Seoul and Washington say THAAD is purely a deterrent to nuclear-armed North Korea, but Beijing worries the system’s radar can penetrate its territory and will upset the regional security balance.
Publicly, Beijing has maintained it supports “normal business” and other exchanges with South Korea has not commented on the situation with Lotte or tour groups.
Near Dongdaemun in Seoul, a major shopping district, an outdoor wear popup store had signs reading: “THAAD retaliation shock! Going out of business sale!” Dozens of similar signs were seen across the 24-hour shopping precinct.
Cho Kyung-suk, who has been selling women’s bags for 15 years in Dongdaemun, closed one of his three stores in February.
“Without the Chinese tour groups and buyers, I was making only about one fifth of what I used to,” Cho said.
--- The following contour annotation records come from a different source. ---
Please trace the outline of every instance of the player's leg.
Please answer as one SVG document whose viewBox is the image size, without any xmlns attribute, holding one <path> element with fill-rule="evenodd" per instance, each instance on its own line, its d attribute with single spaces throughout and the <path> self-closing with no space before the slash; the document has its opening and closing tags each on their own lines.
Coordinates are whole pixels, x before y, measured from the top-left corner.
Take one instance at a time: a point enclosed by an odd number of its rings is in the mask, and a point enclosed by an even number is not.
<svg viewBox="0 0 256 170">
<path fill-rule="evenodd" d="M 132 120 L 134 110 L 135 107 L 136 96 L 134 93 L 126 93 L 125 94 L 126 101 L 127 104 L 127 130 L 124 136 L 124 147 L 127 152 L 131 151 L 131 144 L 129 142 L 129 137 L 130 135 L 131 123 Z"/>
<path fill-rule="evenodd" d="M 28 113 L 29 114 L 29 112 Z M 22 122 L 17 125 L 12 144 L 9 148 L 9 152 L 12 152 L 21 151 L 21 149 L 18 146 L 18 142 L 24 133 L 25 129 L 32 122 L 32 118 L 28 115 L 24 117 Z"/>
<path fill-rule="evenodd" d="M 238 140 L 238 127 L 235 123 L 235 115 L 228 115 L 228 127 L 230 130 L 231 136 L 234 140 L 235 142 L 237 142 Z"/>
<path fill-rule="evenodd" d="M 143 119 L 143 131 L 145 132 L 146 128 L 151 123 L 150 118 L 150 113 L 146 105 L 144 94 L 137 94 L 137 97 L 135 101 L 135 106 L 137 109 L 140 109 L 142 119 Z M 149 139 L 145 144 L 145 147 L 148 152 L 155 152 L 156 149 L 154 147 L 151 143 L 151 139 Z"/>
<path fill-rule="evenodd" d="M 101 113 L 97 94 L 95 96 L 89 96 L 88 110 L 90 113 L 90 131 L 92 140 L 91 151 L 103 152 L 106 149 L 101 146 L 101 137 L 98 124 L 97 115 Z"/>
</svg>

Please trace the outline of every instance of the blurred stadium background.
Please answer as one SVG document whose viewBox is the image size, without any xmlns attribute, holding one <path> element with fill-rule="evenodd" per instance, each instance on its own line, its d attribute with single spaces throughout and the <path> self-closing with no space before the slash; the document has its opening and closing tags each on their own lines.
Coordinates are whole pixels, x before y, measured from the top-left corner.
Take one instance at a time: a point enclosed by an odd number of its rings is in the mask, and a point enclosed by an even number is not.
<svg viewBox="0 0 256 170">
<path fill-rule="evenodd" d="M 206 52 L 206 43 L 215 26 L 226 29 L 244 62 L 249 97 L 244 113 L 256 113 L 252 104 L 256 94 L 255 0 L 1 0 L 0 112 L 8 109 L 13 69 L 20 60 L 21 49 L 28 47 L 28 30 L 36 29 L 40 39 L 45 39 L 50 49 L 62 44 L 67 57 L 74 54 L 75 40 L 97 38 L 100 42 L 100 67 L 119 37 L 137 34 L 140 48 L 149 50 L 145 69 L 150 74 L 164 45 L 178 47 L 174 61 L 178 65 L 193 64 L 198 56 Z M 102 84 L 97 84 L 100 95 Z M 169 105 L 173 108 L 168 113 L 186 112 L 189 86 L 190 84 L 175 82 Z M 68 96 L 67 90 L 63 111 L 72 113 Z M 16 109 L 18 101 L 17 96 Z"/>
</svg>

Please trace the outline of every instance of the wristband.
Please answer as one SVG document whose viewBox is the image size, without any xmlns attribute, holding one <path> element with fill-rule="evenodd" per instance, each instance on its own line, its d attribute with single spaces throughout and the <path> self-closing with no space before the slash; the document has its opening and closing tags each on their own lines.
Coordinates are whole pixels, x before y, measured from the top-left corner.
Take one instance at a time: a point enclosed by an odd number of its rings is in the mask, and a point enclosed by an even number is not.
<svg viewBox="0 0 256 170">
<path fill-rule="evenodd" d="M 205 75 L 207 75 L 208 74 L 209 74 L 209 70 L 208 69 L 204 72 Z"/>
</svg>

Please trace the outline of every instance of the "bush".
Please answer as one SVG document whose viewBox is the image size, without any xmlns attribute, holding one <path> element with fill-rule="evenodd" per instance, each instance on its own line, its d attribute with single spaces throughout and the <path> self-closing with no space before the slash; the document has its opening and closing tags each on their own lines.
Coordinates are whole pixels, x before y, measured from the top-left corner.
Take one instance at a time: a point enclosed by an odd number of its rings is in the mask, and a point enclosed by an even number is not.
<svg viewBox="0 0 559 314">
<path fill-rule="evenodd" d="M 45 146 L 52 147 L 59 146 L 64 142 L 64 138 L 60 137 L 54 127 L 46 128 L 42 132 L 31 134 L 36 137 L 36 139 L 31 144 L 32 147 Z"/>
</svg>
If big companies are doing badly, imagine us.”
The number of Chinese tourists, which used to account for about half of all visitors to South Korea, halved in the first seven months of 2017 compared to a year ago. That meant $5.1 billion in lost business for South Korea, based on the average spending of Chinese visitors in 2015, data from the Korea Tourism Organization shows.
About 90 percent of the nation’s 160 tour agencies specializing in inbound Chinese tourism have closed, South Korea’s travel agent industry body estimates.
Without the THAAD backlash, Asia’s fourth-largest economy was expected to grow more than 3 percent this year. The current forecast is 2.8 percent, according to the Bank of Korea.
In China, Lotte has been at the center of the storm, thanks to a land swap deal it agreed on with Seoul so THAAD could be installed.
Half a dozen Lotte Mart workers around China who spoke to Reuters said there was no sign stores were going to reopen. Lotte employs around 13,000 Chinese workers across the country.
“Closing down our China business is one option we consider in the long-run as we can’t leave the stores closed like that for years,” an official at Lotte Mart’s Seoul office said, declining to be named.
Some local Jiaxing residents said China’s response was warranted, even if it meant some other stores and restaurants nearby also closed or suffered.
“The shutdown is all linked to THAAD,” said Gao Yunfei, 22, an e-commerce worker from Anhui province outside the closed Lotte Mart store in Jiaxing. “It’s as it should be, it’s just a reflection of people’s love for their country.”
Back in South Korea, the country’s $8 billion duty-free market, the world’s largest, is also struggling.
In wealthy neighborhoods of Sinsa and Apgujeong in southern Seoul, where posh boulevards are packed with flagship stores and celebrity hair salons, retail rent prices have dropped to the lowest since 2013, according to the Korea Appraisal Board and local realtors.
The Korea Duty Free Shops Association has asked regional airports across the country for rent discounts. Lotte Duty Free — the country’s biggest duty free operator — is even considering closing its flagship store in Incheon International Airport, after incurring its first quarterly loss since the 1980s this year.
“We don’t think the THAAD issue will be resolved anytime soon, and there is nothing we can do to help,” an official at the Lotte Duty Free said, asking not to be named.
With hopes of better ties, Lotte is still keeping its Chinese supermarkets, while big exporters like Hyundai Motor are muddling through even after its China car sales tumbled over 60 percent in the second quarter.
But small shops don’t have that luxury, said a children’s wear stall owner surnamed Shin in Dongdaemun.
Chinese buyers were impossible to replace, even though vendors were trying to target visitors from Japan and Thailand.
“This whole area was just (driven by) China, and look at it now,” 53-year-old Shin said, pointing to empty neighboring stalls selling hot-dogs and facial masks.
“Everyone here lived off Chinese money.”